Femmes chantant et dansant au rythme des percussions lors du Maoulida.

Madani, venue du sud avec sa sœur et son mari, confie : « Chaque année, je viens. Pour moi, c’est important. Sans Zéna, on serait peut-être en train de prendre le kwassa pour aller chez les autres. Elle a tout fait pour nous ». À côté, Rahamatou Mohamed insiste quant à lui sur la transmission. « On doit garder ça vivant, pour que nos enfants sachent d’où on vient. C’est notre histoire mais aussi la leur ».

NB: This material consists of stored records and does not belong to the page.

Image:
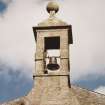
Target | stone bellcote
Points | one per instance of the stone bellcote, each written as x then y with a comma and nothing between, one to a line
53,37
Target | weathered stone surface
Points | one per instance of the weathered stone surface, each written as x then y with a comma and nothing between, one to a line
54,88
54,95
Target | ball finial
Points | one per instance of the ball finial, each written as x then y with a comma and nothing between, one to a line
52,6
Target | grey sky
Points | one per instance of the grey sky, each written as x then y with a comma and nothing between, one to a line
87,54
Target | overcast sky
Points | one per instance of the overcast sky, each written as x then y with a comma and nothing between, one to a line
17,44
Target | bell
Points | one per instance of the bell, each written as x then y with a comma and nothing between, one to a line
52,63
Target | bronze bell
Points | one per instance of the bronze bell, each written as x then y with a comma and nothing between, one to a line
52,63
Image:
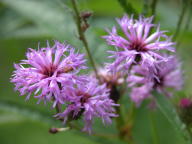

Et ce rassemblement n’était pas réservé qu’aux femmes. Saïd Ali, habitant de Pamandzi, résume simplement. « Les gens pensent que c’est une histoire de femmes, mais nous aussi, on est là. Elle s’est battue pour nous tous. C’était une mère pour nous ». Les hommes, plus discrets, participaient aux chants et aux prières, mais leur présence souligne la portée universelle du combat et de l’héritage de Zéna M’déré. Quelques minutes ont aussi été prises pour faire une prière : demander à Dieu d’accueillir la « Chatouilleuse » dans son paradis mais aussi pour demander la sécurité, la protection, et la réussite de l’île aux parfums.

Toute la journée, jusqu’à 18 heures, la place du Congrès a vibré aux rythmes des chants, des prières et des conversations pour commémorer et rendre hommage à celle qu’on appelait autrefois Bouéni Zéna.